Second, my mind was fully occupied. Between the movements themselves, which became slowly more challenging, though always as slow and flowing as if in a dream, and the fact that there seemed no point to what we were doing, I had no room in my head to think of Toumi at all.

Dance. It was a dance. We had learned other dances at the Full Moon—dances that I recognized as going along with some of the ceremonies and songs that we were learning. Yet this dance was so slow and so unlike any that I had ever seen that I was bewildered.

I was bewildered too because as much as it didn’t seem like any dance that I had ever seen, nonetheless, after a time of following the ice-slow flow of arms and legs, I began to feel as if I knew the movements—as if I could anticipate them before Mieko began to lead us into the next step, the next sweep of the arms, the next gentle lunge.

As the lesson went on, I found that, no matter how quickly Toumi raced, I had always anticipated the movement that Mieko was about to show us, and reached the next shape before Toumi could.

Was I simply growing accustomed to this peculiar dance? In the moment I could only have told you that I felt as if I were remembering it from another lifetime, which made me think of Otō-san, and that it gave me a deep feeling of peace.

As we moved, I found myself remembering the couple whose voices I’d heard outside in the woods. Masugu-san, perhaps? And who else?

After a time, Mieko returned us to the first position—The Two Fields, feet wide, hands before our bellies. “Again,” she said, and lead us back into the flowing pattern of movements that felt as comfortable to me as walking or as climbing a tree.

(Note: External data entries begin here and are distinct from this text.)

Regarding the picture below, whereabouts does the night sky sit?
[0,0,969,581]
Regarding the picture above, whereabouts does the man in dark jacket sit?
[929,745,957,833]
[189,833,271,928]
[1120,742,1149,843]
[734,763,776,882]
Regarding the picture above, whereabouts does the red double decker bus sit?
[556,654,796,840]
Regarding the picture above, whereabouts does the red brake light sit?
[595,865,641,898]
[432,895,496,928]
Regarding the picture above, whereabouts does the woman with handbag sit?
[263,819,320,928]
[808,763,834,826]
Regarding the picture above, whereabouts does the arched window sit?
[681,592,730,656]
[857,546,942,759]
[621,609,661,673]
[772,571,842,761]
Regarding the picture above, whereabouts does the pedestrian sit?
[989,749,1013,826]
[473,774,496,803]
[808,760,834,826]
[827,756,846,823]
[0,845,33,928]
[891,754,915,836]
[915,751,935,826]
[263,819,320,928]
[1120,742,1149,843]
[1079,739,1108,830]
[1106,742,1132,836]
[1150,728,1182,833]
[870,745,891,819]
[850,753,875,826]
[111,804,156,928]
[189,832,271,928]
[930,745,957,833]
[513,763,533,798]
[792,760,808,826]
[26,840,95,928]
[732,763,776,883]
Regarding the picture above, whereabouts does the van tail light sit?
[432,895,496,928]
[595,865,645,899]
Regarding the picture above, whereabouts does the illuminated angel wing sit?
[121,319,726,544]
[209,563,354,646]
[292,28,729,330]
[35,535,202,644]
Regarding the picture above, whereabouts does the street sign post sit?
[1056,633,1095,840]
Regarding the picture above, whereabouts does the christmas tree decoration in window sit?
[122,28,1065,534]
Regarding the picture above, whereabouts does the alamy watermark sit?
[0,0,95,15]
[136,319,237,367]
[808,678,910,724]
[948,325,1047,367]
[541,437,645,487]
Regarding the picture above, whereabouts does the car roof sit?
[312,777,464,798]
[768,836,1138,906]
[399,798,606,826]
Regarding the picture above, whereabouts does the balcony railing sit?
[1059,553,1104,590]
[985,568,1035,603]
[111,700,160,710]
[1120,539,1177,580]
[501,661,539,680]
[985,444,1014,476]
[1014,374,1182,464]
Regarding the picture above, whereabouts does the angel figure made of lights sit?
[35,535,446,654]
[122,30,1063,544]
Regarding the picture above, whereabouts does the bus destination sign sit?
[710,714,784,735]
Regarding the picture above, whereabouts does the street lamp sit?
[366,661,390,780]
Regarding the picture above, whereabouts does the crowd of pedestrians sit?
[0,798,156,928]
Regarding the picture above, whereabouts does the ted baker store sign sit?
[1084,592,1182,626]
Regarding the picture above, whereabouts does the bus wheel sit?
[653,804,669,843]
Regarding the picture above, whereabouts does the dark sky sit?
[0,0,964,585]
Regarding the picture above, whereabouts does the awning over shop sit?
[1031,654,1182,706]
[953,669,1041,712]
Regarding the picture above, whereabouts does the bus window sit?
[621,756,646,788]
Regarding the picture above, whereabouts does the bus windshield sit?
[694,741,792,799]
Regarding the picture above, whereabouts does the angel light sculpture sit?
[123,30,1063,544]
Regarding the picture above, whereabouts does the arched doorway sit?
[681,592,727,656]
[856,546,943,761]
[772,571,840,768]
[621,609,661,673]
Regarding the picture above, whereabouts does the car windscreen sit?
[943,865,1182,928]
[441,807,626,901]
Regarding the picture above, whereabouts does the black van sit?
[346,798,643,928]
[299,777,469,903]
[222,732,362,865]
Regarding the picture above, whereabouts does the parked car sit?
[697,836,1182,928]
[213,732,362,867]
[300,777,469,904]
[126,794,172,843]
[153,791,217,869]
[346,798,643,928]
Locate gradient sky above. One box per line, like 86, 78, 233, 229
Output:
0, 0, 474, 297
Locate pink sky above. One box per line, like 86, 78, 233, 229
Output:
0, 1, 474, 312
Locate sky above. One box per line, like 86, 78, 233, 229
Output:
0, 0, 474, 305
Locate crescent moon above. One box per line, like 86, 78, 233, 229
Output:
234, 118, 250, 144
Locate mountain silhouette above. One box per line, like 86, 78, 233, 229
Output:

She led the whole company through the dance eight more times, so that after a while even Emi and Toumi were beginning to move with the rest of us, rather than looking to see what the next movement might be. In the end, Mieko stood for a moment in the beginning posture, but instead of saying “Again” and continuing, she brought her feet together, placed her hands on the fronts of her thighs, and bowed. We all bowed with her, as if we were her mirror. It was a startling feeling—that some twenty people were moving, not as individuals, but as a single being. We straightened and stood.

There was no sound but the hiss of the wood burning in the little stove.

Without a word, Mieko left, followed by the Little Brothers, with Aimaru trailing behind them, blinking.

The rest of us stayed to return the stable to its normal, cluttered state. We had just finished when Masugu-san rode in, his horse sweaty and covered in mud, his eyes bright as I had not seen them in weeks.

As soon as we left the stable, Toumi snarled, “What kind of idiotic nonsense was that?”

Mai and Shino pulled her aside, whispering urgently—clearly trying to help Toumi avoid one of the older women overhearing—but they needn’t have bothered. One of the older kunoichi made a sour face and clicked her tongue before turning toward the great hall. Looking like a dog that’s just been hit, Toumi ran toward her least favorite spot in the Full Moon, the kitchen.

“Well,” whispered Emi as we followed in Toumi’s wake, “I guess she could have found a more polite way to ask, but I have to say I’m just as confused. You knew the moves. Do you know what that was about?”

I shook my head. “I don’t even know that I really knew the dance, or whatever it was. It just felt… as if I just knew what she meant us to do.”

Emi stopped and looked at me, frowning. Of course, Emi was always frowning, so it wasn’t easy to know what she was thinking. “You’ve really never seen that.”

“No. At least, I don’t think so.”

Emi nodded, but as we both walked up toward Kee Sun’s domain, her frown hadn’t lessened at all.